Interessant sind jene mit schwerwiegender Geisteskrankheit wie Schizophrenie wahrscheinlicher, Hilfe zu bekommen. "Jedoch ließen diese Bedingungen aus einer Gesundheitswesenperspektive, wenn auch verursachende große Schmerz und Leiden, sich mit herrschenden psychischen Störungen vergleichen, beeinflussen Sie einen kleineren Anteil der Bevölkerung "Dr. Messias sagt.

"Vorherrschen von psychischen Störungen ist nur eine Annäherung des Bedarfs nach Behandlung," schreiben er und Mitautoren. "Es gibt einen wesentlichen Bedarf nach Diensten der psychischen Gesundheit / nach Therapie in der allgemeinen Bevölkerung." Dr. Messias schlägt vor, dass Baltimore Bevölkerung das Vorherrschen und unerfüllten Bedarf der meisten größeren Städte wie New Yorks, Chicagos und Atlantas reflektiert. Studien werden gebraucht, um zu sehen, wie mittel, und, kleine Städte befinden sich, er sagt.

Was klar ist, ist mehr psychische Gesundheitsberufstätige sind erforderlich über das Spektrum und zählen Psychiater, Psychologen, Sozialarbeiter und Arbeitsmediziner, und jene Berufstätigen müssen als Teams arbeiten, um Wirkung zu maximieren er sagt.

Er schätzt, dass innerhalb seiner eigenen Übung ein Psychologe, der mit ihm arbeitet, ihm ermöglichen würde, seine geduldige Last zu verdoppeln.

Bestätigend, dass es für Personen schwierig sein kann, zu entscheiden, dass sie jedes Niveau der psychischen Gesundheitsfürsorge brauchen, sagt Dr. Messias, dass es einige Schlüsselindikatoren gibt. "Ich immer frage Patienten, wie sie schlafen, weil die Art, wie Sie schlafen, mir viel über wie gut es Ihnen geht sagt", sagt er.
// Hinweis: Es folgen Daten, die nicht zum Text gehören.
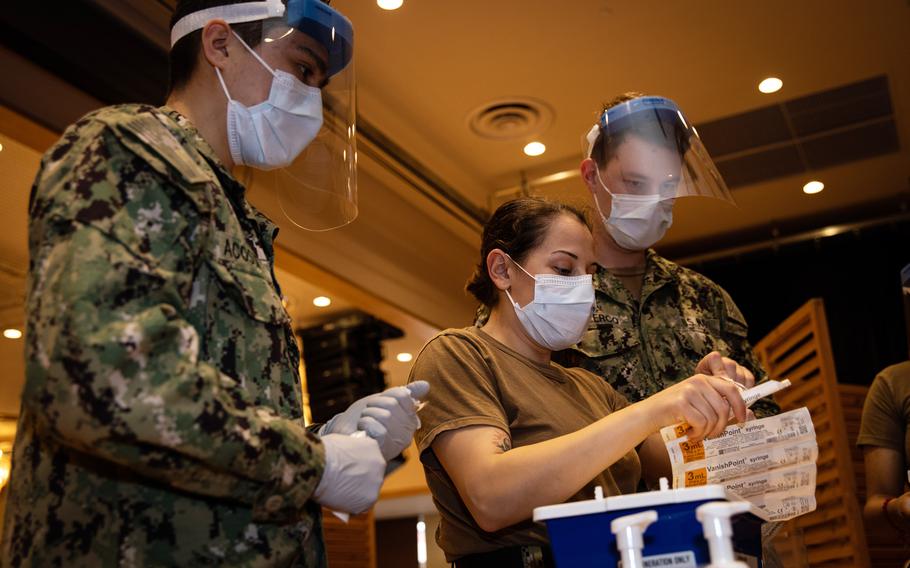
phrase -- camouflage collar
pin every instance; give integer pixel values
(192, 135)
(266, 228)
(658, 272)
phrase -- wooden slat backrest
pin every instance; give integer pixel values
(799, 349)
(351, 545)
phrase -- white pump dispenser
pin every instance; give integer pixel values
(628, 531)
(715, 520)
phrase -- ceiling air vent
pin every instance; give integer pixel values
(510, 119)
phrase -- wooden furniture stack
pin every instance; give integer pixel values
(833, 535)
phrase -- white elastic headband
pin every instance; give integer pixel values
(591, 137)
(230, 13)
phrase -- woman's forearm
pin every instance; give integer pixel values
(505, 488)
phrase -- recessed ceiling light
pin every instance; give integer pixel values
(813, 187)
(535, 149)
(770, 85)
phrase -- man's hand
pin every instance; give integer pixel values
(716, 365)
(389, 417)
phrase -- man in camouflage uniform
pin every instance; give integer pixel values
(653, 320)
(161, 420)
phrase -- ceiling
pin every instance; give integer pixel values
(423, 69)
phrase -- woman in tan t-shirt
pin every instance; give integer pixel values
(506, 430)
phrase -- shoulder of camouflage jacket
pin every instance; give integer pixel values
(87, 174)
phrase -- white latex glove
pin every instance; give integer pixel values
(389, 417)
(354, 470)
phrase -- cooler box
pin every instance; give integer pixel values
(580, 533)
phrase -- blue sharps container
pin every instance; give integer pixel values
(581, 538)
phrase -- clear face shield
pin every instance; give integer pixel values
(646, 146)
(301, 140)
(647, 156)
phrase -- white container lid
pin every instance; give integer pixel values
(638, 500)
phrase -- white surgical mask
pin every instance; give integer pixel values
(273, 133)
(636, 222)
(559, 313)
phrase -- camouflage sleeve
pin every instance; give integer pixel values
(113, 366)
(736, 335)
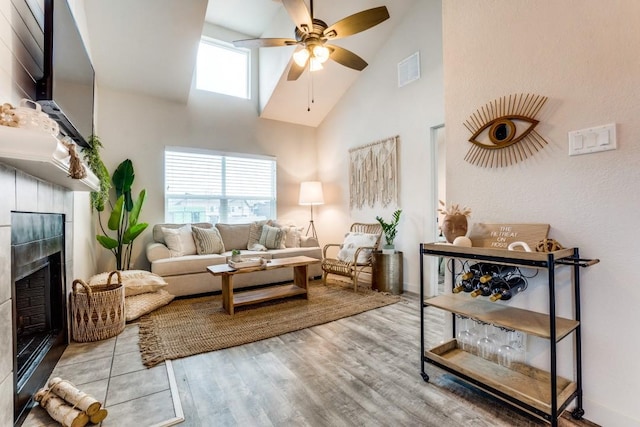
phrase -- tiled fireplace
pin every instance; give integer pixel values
(50, 260)
(38, 295)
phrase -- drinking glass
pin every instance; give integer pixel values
(506, 355)
(516, 340)
(486, 346)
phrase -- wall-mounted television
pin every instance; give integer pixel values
(66, 90)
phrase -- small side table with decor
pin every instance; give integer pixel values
(387, 272)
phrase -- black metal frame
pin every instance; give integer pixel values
(550, 264)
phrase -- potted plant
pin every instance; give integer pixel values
(389, 229)
(124, 217)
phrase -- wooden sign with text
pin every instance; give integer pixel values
(499, 236)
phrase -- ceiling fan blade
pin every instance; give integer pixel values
(295, 71)
(268, 42)
(299, 14)
(357, 22)
(347, 58)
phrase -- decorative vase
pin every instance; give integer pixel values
(388, 249)
(454, 226)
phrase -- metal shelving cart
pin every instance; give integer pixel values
(535, 391)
"Wenn Sie so müde sind, schlafen Sie die ganze Zeit, oder Sie können nicht schlafen, das ist ein Zeichen, dass etwas in Ihrem Verstand Sie sich nicht entspannen lässt." Die Arbeit und persönliche Beziehungen sind zwei andere gute Indikatoren. "Wenn Sie lieben und arbeiten können, tun Sie es wahrscheinlich gut."

Forscher bei Johns Hopkins University sind Mitautoren auf der Studie, die vom National Institute of Mental Health finanziert wurde.
Quelle: Medical College of Georgia - 2007.